The PCI DSS deadline for any firm that processes payments to migrate to TLS 1.1 encryption or higher has gone back to June 2018.
The original deadline date for migration, June 2016, was included in the most recent version of the PCI Data Security Standard, version 3.1 (PCI DSS 3.1), which was published in April 2015. The new deadline date, June 2018, will be included in the next version of the PCI Data Security Standard, which is expected in 2016, the US-based council says.

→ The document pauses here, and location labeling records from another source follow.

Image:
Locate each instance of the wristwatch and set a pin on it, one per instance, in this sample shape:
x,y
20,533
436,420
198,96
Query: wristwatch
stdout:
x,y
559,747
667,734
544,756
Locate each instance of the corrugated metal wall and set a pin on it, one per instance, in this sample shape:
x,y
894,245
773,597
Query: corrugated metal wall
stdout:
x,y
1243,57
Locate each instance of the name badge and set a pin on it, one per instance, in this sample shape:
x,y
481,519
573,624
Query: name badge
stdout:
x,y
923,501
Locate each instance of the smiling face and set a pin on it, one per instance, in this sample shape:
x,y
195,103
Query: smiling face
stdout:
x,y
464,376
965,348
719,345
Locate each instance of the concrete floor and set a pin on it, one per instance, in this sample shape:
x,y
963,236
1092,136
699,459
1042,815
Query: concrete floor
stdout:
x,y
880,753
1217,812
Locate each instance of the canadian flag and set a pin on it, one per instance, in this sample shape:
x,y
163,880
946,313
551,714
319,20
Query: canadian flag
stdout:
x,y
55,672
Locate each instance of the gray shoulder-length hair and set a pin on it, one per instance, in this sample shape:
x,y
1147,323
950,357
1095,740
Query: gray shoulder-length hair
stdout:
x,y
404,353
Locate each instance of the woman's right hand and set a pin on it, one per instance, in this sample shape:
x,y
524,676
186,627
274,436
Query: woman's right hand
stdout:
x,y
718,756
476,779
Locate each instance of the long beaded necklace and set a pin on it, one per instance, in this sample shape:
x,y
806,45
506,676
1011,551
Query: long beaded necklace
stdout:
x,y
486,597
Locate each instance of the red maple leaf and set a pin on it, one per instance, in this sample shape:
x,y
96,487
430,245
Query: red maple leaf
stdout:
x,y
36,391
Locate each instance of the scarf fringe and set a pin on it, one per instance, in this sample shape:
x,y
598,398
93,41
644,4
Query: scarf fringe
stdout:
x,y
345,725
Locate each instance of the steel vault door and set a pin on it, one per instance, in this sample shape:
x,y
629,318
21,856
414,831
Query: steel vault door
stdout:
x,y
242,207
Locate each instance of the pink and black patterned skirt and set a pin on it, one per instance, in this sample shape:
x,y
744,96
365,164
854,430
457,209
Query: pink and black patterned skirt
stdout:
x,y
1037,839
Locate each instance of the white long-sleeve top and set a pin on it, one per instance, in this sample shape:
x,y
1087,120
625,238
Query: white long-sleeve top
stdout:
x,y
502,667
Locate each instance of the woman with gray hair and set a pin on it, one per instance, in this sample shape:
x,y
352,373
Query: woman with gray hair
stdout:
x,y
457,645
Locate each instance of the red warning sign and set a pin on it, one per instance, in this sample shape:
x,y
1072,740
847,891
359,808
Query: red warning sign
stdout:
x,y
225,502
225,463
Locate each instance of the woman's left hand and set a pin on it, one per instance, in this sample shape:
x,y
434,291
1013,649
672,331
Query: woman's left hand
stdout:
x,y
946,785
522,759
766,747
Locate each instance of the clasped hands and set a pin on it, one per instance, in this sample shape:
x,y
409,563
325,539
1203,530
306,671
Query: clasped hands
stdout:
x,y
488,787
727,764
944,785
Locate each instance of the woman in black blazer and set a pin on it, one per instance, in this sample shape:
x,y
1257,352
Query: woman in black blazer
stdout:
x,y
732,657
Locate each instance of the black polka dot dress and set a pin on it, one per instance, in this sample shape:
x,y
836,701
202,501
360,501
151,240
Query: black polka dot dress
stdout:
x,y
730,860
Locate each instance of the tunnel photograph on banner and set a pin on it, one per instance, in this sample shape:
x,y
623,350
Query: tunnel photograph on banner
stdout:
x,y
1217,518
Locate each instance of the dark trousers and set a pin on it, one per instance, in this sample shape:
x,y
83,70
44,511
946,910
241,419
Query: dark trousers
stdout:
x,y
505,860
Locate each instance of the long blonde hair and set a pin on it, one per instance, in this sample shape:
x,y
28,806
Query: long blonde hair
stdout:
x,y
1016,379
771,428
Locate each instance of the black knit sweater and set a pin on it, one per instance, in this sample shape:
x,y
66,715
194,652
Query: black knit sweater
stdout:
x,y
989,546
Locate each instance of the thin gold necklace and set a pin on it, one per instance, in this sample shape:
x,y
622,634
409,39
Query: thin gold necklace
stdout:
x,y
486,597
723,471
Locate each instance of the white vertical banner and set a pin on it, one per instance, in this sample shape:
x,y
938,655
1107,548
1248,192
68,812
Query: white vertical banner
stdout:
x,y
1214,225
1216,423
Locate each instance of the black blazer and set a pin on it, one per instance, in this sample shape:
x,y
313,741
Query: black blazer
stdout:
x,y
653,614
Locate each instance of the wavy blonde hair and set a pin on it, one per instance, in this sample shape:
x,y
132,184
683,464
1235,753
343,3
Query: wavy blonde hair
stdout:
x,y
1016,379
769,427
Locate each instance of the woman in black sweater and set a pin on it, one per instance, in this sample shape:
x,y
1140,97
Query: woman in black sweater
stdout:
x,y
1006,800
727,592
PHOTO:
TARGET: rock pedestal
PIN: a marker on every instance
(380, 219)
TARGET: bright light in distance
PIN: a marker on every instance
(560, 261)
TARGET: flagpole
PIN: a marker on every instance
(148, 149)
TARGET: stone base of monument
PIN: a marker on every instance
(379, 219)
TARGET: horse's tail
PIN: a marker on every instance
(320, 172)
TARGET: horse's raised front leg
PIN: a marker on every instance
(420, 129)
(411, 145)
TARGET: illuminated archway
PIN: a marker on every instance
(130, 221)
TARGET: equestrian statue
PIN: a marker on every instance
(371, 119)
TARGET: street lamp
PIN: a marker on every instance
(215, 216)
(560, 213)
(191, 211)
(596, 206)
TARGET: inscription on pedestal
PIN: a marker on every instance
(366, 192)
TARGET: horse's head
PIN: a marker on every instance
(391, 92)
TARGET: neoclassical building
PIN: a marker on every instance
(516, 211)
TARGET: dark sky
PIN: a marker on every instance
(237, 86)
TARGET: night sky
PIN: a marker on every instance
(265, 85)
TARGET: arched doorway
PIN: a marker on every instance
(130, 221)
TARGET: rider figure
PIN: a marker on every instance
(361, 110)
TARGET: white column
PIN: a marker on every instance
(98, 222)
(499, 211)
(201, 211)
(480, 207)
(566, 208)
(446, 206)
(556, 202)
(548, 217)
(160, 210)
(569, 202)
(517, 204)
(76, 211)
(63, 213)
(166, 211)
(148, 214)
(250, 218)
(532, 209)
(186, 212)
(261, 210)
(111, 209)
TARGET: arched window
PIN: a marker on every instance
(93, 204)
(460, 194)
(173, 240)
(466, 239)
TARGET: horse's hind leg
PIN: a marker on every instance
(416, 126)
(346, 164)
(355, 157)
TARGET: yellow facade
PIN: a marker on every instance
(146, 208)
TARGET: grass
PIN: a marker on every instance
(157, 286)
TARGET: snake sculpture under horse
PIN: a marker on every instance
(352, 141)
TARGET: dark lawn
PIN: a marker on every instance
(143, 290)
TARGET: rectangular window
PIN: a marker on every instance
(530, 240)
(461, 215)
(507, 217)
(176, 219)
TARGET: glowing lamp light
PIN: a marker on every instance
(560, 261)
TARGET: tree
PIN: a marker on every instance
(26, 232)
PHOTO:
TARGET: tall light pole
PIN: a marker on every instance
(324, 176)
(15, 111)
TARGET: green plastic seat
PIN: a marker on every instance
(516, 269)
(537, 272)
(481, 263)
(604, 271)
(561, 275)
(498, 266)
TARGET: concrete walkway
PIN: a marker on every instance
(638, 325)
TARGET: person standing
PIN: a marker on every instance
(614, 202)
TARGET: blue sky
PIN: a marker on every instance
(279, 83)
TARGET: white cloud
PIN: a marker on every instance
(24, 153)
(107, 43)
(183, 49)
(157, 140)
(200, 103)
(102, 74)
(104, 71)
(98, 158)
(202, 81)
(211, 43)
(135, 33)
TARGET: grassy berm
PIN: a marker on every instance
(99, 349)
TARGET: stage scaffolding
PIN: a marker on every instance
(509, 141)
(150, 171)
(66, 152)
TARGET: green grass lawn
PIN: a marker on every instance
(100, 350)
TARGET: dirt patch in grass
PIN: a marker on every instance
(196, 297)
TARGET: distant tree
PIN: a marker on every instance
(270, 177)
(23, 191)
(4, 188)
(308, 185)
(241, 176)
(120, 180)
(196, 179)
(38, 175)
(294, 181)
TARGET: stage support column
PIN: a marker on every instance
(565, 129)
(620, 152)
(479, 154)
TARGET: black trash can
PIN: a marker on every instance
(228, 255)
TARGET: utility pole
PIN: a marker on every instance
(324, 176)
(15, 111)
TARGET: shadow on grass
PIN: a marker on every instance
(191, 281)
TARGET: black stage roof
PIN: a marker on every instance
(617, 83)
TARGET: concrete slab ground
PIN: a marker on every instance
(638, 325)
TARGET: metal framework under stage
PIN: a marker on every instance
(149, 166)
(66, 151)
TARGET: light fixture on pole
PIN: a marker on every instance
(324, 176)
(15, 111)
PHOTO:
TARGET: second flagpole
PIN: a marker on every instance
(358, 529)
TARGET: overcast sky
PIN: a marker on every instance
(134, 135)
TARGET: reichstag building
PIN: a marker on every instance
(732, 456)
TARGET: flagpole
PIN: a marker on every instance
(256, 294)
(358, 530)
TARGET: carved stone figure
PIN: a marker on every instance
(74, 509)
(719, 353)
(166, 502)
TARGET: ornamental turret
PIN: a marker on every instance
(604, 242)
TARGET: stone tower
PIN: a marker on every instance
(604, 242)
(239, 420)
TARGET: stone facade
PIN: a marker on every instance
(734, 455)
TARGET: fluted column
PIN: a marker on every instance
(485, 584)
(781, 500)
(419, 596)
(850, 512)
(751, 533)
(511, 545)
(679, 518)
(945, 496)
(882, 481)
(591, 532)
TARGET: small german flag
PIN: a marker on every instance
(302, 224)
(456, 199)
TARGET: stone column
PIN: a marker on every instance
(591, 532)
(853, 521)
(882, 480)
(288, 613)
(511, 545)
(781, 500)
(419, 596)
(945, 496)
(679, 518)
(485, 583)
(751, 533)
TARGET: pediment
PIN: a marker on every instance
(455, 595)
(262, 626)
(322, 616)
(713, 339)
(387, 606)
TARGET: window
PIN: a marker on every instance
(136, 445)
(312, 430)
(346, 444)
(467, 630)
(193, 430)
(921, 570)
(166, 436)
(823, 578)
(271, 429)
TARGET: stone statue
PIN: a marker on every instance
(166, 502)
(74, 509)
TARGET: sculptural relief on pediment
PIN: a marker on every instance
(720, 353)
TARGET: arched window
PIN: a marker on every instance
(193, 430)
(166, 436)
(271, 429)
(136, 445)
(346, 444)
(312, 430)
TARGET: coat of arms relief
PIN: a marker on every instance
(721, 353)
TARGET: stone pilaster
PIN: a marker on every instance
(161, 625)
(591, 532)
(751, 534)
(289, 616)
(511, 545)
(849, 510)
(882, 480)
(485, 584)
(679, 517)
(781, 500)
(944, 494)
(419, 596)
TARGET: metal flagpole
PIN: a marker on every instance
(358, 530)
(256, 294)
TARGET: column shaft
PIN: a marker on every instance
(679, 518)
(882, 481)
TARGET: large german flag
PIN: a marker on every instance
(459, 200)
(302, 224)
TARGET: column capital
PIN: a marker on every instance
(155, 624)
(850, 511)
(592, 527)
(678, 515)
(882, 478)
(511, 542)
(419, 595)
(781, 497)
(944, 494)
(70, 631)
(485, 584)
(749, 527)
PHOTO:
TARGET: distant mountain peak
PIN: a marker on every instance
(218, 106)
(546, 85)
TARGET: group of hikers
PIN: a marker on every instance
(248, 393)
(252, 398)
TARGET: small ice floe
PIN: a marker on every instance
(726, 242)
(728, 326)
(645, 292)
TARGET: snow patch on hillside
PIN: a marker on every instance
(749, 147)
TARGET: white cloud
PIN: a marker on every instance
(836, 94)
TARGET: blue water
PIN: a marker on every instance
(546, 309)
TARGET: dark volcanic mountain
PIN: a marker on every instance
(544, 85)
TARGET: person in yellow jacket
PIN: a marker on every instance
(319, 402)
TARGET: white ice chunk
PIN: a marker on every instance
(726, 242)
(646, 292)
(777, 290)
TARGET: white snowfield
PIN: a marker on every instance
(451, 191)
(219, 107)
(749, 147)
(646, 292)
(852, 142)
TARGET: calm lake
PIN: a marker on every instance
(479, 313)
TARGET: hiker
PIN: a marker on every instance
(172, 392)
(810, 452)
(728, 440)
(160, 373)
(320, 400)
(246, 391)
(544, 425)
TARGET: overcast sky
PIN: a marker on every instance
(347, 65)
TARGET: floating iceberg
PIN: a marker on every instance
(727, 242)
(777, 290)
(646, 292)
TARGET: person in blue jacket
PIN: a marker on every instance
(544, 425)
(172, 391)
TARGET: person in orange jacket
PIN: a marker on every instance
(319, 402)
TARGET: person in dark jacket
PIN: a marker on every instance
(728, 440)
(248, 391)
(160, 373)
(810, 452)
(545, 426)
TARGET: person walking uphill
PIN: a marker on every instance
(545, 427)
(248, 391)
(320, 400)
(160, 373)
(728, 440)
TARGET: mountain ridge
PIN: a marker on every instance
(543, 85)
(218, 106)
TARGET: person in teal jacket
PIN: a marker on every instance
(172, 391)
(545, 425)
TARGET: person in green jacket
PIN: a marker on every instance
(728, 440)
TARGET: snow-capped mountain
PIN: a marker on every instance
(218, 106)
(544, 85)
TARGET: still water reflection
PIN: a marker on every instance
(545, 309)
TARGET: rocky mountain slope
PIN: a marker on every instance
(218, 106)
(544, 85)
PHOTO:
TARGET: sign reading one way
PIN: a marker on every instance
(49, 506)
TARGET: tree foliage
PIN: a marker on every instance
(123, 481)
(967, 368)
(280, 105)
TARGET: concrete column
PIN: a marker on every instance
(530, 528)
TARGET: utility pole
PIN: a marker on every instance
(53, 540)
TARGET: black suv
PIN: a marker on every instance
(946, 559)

Stephen Orfei, General Manager, PCI SSC, said: “Early market feedback told us migration to more secure encryption would be technically simple, and it was, but in the field a lot of business issues surfaced as we continued dialogue with merchants, payment processors and banks. We want merchants protected against data theft but not at the expense of turning away business, so we changed the date. The global payments ecosystem is complex, specially when you think about how much more business is done today on mobile devices around the world.”
Some background
The PCI DSS stands for Payment Card Industry Data Security Standard. Founding members were American Express, Discover Financial Services, JCB International, MasterCard, and Visa Inc. The PCI Security Standards Council requires retailers and others who take payments by plastic card to secure cardholder data where it is captured at the point of sale and as it flows into the payment system. Visit https://www.pcisecuritystandards.org.
About TLS
The Transport Layer Security (TLS) protocol, Secure Sockets Layer (SSL) protocol, versions 2.0 and 3.0, and the Private Communications Transport (PCT) protocol are based on public key cryptography. In the authentication process, a TLS/SSL client sends a message to a TLS/SSL server, and the server responds with the information that the server needs to authenticate itself. This dates from the early days of the world wide web, for secure transactions.